What, they don't use more gas / pay more gas tax than the rest of us?

Not in proportion to the wear on the roadway they produce. I think the roadway wear goes as either the square or the cube of the weight per axle, and the big trucks weigh a lot more per axle. Nope - looks like it is a fourth power relationship:

"Road damage rises steeply with axle weight, and is estimated "as a rule of thumb... for reasonably strong pavement surfaces" to be proportional to the fourth power of the axle weight."


It looks like the max axle weight is something like 20,000 lbs. while the average passanger vehicle weighs something like 3500lbs, which would be under 2000 lbs per axle. Thus each very heavy truck can be even more than ten times the axle weight of the average car - and 10^4 is 10,000, so that truck can cause as much wear as 10,000 cars. Or maybe that 10,000 factor is per axle (five axles in an "18 wheeler"), so maybe it is a factor of 25,000 when comparing an 18-wheeler to a car.

Wow - trucks really tear up the roads!

Comment: Re:Too much manual formatting compared to LilyPond (Score 1) 35

by j-beda (#49336219) Attached to: MuseScore 2.0 Released

The automatic formatting of LilyPond is much better. The workflow is similar to TeX: you write content in a text format and mark it up, and the software takes care of the rest. The quality LilyPond can achieve is very good. With MuseScore, though the visual interface is more comfortable for many and has a smaller learning curve, there's far too much manual adjustment necessary in scores of reasonable complexity, and usually has to be done again when a piece is modified. It's possible to get the best of both though, by importing a MuseScore into Denemo, which uses LilyPond for typesetting. Some examples here show the difference, compared to using MuseScore alone.

I'm glad that it sounds like there is a way using denemo to go from MuseScore to LilyPond. Is there a way to go the other direction? Having the scores in a format with easy portability and long term viability seems very important.

Comment: Re:How fucking tasteless (Score 1) 341

by j-beda (#49335953) Attached to: Feds Attempt To Censor Parts of a New Book About the Hydrogen Bomb

Except facts and history do not agree with you.

Fact is that Japan offered to surrender BEFORE the bombs were dropped. They had one condition, that their emperor would not be harmed. The US required unconditional surrender.
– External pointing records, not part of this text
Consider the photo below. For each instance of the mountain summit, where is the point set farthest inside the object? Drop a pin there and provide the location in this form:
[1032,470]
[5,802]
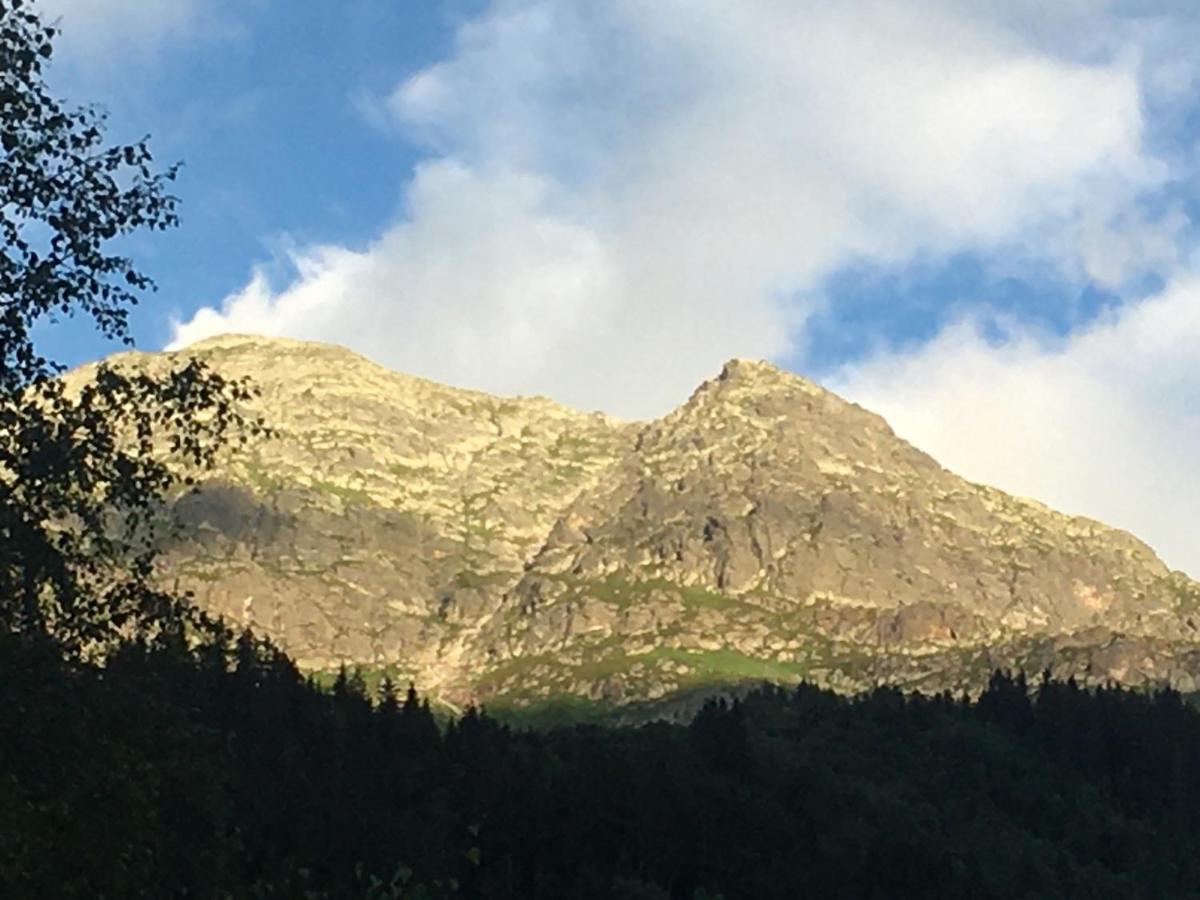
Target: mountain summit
[511,549]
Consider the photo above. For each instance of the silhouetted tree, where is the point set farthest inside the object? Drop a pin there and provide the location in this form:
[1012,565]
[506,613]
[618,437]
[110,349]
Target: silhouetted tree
[84,469]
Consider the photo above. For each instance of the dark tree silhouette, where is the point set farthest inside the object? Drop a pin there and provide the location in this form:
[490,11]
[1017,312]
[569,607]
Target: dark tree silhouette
[84,468]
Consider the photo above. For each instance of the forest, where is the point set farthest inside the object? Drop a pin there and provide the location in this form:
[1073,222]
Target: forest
[147,750]
[221,772]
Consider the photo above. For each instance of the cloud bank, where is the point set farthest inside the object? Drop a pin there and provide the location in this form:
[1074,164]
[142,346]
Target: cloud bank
[618,197]
[1105,423]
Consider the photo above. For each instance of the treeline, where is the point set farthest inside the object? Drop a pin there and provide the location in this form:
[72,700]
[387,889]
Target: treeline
[220,772]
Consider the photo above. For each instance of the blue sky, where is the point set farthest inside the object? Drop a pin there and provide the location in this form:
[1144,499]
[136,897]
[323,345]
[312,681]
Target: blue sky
[976,219]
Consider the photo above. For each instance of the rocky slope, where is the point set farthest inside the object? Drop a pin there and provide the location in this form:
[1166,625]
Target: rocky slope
[513,549]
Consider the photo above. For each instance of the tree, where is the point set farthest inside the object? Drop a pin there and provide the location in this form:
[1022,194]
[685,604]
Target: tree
[85,468]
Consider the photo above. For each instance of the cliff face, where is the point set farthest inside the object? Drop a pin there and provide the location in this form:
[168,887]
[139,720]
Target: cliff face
[490,546]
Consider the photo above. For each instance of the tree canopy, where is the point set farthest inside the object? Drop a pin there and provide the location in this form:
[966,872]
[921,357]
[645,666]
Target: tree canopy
[84,468]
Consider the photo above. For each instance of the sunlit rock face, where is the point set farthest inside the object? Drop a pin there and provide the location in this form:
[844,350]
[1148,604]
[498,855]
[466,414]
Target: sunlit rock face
[493,547]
The US wanted to a) test the effects of radiation on humans (primarily civilian targets were chosen), and b) the US wanted to drop the bombs as a demonstration to (their allay), the Soviet Union.
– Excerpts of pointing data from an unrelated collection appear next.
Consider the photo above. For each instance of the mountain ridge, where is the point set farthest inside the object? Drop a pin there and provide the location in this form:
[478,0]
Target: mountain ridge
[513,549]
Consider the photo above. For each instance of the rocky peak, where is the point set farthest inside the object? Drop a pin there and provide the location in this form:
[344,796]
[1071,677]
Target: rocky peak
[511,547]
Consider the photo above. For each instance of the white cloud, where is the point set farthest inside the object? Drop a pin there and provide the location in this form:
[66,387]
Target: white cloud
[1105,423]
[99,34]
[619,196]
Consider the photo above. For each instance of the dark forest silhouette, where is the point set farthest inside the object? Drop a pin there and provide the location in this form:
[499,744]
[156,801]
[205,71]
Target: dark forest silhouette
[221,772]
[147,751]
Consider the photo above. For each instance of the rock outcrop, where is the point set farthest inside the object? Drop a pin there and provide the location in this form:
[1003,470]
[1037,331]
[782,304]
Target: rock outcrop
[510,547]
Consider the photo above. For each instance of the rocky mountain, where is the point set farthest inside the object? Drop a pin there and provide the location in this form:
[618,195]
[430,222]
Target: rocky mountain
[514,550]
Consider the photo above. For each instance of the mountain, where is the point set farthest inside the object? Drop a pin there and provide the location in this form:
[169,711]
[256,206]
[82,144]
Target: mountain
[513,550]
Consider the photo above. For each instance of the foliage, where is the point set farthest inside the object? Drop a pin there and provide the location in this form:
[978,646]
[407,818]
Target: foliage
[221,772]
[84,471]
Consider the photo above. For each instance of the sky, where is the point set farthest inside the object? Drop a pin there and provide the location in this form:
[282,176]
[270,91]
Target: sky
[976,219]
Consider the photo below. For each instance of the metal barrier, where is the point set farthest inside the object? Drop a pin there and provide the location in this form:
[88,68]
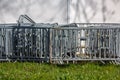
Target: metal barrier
[90,43]
[60,43]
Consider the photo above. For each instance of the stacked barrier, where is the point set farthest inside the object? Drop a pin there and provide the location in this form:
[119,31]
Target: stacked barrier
[59,43]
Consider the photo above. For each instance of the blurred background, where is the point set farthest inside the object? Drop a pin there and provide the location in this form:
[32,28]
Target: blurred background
[61,11]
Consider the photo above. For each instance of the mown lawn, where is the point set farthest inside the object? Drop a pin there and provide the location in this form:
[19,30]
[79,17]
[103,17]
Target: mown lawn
[40,71]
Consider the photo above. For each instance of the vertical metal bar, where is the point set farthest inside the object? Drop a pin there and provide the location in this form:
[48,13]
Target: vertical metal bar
[50,46]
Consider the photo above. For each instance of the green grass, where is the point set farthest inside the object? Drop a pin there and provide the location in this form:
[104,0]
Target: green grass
[38,71]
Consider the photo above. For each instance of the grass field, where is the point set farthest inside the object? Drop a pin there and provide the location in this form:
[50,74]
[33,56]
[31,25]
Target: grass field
[40,71]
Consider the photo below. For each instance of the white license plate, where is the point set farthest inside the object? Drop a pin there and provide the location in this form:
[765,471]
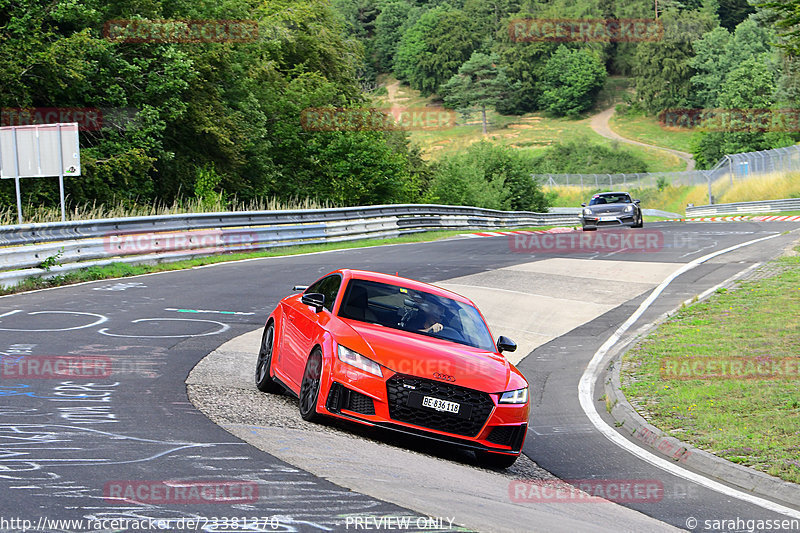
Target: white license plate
[440,405]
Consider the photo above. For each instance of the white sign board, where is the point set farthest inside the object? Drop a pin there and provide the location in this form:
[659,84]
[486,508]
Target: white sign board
[35,152]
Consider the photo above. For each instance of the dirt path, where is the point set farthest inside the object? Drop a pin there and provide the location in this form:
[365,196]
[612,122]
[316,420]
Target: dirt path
[599,124]
[392,89]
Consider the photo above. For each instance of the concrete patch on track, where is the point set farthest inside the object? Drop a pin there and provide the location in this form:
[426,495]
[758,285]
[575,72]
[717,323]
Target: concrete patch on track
[422,477]
[536,302]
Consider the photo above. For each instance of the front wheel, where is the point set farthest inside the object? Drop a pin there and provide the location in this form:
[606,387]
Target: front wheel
[309,387]
[496,460]
[264,381]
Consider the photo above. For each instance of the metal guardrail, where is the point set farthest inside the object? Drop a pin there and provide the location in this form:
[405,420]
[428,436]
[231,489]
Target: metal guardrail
[765,206]
[66,246]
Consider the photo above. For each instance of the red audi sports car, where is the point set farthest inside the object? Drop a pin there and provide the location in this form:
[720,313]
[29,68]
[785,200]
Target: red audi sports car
[387,351]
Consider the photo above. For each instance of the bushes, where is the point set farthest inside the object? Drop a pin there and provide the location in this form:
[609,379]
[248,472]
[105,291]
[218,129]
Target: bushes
[489,176]
[581,157]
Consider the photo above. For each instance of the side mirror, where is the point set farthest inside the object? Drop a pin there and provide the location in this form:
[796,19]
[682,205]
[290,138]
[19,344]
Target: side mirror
[314,299]
[504,344]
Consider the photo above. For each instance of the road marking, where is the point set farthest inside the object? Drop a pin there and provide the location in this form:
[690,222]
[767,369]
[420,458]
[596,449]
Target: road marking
[222,329]
[100,320]
[585,389]
[207,311]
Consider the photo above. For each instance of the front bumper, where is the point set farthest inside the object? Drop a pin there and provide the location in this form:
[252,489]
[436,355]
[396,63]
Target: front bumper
[597,221]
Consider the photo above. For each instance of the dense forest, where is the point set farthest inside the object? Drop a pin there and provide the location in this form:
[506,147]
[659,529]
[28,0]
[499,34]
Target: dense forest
[222,116]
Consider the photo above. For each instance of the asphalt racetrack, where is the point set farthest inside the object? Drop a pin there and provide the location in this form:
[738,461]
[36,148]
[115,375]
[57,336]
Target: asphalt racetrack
[122,442]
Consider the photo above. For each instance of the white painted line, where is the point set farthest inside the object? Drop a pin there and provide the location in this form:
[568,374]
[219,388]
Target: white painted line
[100,320]
[224,328]
[585,390]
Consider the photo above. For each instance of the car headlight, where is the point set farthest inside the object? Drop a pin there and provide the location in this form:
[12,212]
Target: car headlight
[517,396]
[348,356]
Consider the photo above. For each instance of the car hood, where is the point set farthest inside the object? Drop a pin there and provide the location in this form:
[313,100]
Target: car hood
[608,208]
[423,356]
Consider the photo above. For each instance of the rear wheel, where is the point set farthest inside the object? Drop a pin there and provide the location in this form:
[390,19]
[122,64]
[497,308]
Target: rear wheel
[264,381]
[309,387]
[496,460]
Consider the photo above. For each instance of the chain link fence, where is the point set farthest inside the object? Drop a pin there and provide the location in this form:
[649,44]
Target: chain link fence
[731,168]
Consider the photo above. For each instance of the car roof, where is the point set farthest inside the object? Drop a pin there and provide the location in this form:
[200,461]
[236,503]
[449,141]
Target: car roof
[403,282]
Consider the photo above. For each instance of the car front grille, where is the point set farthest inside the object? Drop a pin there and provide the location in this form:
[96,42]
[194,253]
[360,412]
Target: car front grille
[508,435]
[478,405]
[340,397]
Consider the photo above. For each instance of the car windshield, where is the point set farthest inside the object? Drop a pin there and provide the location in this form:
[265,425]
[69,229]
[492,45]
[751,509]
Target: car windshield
[610,199]
[415,311]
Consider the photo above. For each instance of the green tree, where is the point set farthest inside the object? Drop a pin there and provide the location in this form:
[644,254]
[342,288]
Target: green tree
[487,175]
[662,69]
[751,85]
[433,49]
[388,30]
[719,52]
[788,19]
[571,82]
[479,82]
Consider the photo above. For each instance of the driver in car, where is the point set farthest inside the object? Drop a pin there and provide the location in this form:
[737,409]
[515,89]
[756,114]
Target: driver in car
[432,318]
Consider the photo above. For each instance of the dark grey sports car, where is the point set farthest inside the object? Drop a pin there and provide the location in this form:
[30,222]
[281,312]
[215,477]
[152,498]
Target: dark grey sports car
[611,209]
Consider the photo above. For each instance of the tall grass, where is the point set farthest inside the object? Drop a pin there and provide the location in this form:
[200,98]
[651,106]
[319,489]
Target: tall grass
[93,211]
[768,187]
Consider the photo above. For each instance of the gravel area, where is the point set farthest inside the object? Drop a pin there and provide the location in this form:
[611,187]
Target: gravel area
[224,406]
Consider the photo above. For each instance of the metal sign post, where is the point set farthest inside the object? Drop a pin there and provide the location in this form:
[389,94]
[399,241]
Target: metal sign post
[38,151]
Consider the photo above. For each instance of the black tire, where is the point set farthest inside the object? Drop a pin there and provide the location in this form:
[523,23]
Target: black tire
[264,381]
[309,387]
[496,460]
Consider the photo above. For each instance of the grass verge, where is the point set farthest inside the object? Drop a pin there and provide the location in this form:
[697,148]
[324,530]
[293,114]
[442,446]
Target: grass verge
[123,270]
[648,130]
[745,418]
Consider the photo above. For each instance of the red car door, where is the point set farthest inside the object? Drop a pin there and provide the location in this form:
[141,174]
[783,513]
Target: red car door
[304,327]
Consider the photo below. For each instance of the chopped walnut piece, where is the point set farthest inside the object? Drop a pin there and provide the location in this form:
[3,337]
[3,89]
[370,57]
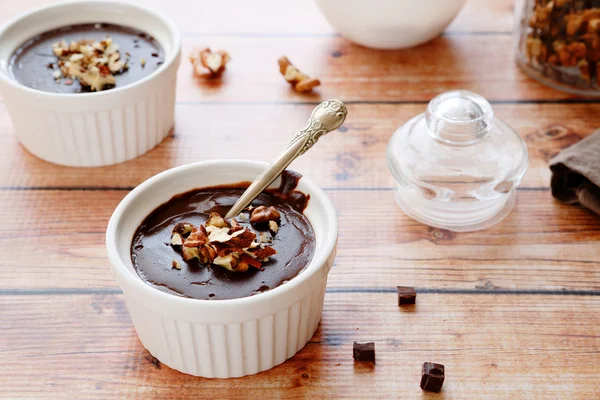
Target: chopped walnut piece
[262,215]
[229,262]
[248,260]
[189,253]
[183,228]
[299,81]
[203,60]
[214,219]
[207,254]
[264,238]
[273,227]
[262,253]
[231,246]
[94,64]
[176,240]
[196,239]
Not a position piece, but plenty in there to support the above assertions:


I did not know about the offer to surrender with conditions. I do not see a lot of evidence for (a) being a significant factor, but can certainly believe that (b) was a consideration.

Comment: make it light (Score 1) 385

by j-beda (#49290695) Attached to: Ask Slashdot: Choosing a Laptop To Support Physics Research?
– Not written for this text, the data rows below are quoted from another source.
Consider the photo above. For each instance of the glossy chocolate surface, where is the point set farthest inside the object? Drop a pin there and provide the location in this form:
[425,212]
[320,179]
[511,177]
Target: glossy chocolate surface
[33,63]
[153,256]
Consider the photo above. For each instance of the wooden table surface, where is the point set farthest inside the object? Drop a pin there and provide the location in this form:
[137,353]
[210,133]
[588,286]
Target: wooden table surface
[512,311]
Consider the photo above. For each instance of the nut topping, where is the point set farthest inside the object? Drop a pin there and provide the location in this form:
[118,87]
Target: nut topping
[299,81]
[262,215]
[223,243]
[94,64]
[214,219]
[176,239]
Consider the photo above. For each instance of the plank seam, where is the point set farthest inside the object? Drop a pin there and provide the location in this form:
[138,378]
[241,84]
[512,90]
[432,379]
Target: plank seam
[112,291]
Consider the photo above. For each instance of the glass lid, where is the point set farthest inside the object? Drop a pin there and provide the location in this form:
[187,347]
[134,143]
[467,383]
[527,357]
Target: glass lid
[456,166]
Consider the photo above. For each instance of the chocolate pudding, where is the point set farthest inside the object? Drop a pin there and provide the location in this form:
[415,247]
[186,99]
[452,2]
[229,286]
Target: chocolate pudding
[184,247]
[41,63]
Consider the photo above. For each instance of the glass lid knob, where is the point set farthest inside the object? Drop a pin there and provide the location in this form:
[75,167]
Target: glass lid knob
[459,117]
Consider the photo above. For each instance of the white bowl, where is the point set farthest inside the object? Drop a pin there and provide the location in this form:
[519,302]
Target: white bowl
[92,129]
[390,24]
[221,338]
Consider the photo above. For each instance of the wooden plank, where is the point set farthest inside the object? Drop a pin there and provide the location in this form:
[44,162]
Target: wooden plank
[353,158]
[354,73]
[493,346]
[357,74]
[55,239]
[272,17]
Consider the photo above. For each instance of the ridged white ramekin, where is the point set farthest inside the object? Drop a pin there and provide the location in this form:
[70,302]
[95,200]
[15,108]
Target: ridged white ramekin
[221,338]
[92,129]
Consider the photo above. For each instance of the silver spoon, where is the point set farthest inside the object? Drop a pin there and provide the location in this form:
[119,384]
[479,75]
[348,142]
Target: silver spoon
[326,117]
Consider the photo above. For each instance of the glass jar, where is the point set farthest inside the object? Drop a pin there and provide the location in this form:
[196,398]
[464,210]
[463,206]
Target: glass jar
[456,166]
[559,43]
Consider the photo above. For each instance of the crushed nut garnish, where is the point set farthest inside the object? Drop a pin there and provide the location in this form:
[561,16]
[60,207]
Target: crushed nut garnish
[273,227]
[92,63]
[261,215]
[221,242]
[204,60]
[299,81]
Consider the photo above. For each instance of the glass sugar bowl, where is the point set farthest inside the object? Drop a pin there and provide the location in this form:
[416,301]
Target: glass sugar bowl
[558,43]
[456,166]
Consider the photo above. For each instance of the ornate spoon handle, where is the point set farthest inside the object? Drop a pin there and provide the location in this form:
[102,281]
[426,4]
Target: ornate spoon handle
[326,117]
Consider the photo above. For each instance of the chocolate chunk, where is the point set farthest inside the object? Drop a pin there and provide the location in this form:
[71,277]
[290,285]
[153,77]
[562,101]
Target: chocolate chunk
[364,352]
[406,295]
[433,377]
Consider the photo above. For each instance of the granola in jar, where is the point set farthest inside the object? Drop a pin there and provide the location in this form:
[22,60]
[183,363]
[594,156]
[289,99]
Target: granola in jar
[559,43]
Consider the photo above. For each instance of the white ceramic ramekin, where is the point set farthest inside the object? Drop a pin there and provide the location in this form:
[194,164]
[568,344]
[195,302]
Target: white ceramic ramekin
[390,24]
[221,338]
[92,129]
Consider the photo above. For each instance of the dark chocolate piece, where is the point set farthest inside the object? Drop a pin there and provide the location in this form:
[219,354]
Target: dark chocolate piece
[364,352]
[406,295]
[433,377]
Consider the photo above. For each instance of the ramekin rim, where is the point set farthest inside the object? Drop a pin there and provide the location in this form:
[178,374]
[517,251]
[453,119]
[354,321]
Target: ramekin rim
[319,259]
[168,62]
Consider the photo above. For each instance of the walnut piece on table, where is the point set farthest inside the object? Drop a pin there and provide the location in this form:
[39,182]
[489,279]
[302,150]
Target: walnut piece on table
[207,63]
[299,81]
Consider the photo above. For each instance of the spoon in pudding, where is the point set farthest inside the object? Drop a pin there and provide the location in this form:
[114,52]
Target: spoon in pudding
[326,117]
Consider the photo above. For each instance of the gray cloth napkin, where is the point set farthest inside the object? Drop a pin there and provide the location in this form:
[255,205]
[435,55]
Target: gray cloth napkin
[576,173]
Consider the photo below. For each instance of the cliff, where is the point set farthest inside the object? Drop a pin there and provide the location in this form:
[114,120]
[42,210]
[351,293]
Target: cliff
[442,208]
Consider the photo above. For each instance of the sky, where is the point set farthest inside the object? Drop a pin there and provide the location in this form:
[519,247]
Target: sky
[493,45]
Probably nobody will read this since it is way down at the bottom, but in my opinion the best choice would be something very light and portable.

In her chosen field, all of the really heavy lifting will be done on external clusters or the like - so something that can open a secure shell on a remote system and transfer files easily is the only thing that is really neccessary. Larger and larger portions of the scientists I see and/or support are purchasing MacBook Airs because dragging a tiny 11" model around all the time is way easier than anything larger. Then plutting it into a monitor and keyboard when at the desk, and you're good to connect to the server doing the real work.

As much as I like the Macs, there are probably reasonable other ultra-portables that are worth considering if the Windows or Linux environment floats your boat, but the Mac does fit with lots of hardware and software.